Anonymity is a spiritual principle, as stated in the 12th tradition. When we put principles before personalities, we are able to disregard the messiness and judgment that can sometimes accompany human relationships. Anonymity is also important on a personal and public level. On a personal level, we can feel as if we’re in a safe space to share. We know that members of the group won’t speak about our experiences to others and we give them the same respect. Personal anonymity is part of why we only use first names in meetings and also why we refer to each other using only first names when we see each other in public.
On a public level (press, radio, TV, the Internet), anonymity is important as an equalizing force. For instance, exploiting one’s participation in AA and using it to stand out in the public sphere would be problematic.

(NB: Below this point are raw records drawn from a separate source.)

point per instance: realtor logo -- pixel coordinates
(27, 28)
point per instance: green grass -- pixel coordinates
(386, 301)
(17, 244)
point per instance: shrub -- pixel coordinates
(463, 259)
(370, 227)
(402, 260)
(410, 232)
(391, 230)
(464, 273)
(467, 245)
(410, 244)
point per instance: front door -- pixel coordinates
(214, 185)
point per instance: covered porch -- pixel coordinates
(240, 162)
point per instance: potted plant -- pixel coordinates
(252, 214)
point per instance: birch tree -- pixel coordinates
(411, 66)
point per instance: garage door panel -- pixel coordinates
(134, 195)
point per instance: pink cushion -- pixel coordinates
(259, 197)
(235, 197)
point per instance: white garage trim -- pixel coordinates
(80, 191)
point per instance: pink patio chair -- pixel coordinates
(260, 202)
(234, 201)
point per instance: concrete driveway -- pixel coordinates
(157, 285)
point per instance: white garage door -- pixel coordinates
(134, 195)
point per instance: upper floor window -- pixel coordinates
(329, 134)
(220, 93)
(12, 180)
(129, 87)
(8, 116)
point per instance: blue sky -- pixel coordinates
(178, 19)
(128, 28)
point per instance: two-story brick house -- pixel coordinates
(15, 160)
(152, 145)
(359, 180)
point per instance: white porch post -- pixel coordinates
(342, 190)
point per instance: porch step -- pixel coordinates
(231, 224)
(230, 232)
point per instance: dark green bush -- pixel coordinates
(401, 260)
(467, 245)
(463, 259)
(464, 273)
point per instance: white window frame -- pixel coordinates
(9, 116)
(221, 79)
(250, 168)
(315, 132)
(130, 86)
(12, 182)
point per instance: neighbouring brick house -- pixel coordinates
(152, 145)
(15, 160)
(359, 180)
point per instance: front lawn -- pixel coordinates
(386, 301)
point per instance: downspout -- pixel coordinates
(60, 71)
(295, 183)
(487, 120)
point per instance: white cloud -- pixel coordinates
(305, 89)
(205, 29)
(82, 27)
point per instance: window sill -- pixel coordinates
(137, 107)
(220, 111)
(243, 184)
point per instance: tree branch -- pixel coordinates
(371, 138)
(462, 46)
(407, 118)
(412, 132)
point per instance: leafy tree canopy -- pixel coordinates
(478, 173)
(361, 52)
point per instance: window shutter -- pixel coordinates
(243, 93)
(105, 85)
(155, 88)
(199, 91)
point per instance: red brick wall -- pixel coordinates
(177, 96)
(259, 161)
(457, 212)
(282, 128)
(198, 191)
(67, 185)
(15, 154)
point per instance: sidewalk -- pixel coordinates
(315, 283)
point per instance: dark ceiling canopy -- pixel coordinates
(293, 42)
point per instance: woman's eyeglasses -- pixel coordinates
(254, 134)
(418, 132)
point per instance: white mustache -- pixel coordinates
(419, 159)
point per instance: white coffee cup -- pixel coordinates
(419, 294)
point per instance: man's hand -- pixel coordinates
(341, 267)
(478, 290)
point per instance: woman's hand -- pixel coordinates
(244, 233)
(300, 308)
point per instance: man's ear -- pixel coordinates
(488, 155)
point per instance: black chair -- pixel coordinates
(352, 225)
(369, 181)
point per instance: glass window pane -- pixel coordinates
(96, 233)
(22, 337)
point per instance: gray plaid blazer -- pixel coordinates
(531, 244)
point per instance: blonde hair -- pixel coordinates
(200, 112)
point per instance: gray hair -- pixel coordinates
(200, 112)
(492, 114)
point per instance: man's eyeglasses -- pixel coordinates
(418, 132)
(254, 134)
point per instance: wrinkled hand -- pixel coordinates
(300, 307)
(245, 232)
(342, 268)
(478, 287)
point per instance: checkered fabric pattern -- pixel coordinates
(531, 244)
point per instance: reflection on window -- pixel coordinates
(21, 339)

There are exceptions to the anonymity rule and the definition of anonymity seems to be constantly evolving, especially in the digital age. For instance, some people believe that publicly declaring one’s involvement with AA, NA, or another program may not be harmful to the program or its anonymity. It’s also completely acceptable and common to share with your family members and loved ones that you’re involved in a 12-Step group. It’s important to use your own discretion when talking about the program, do your research, and consult with your sponsor.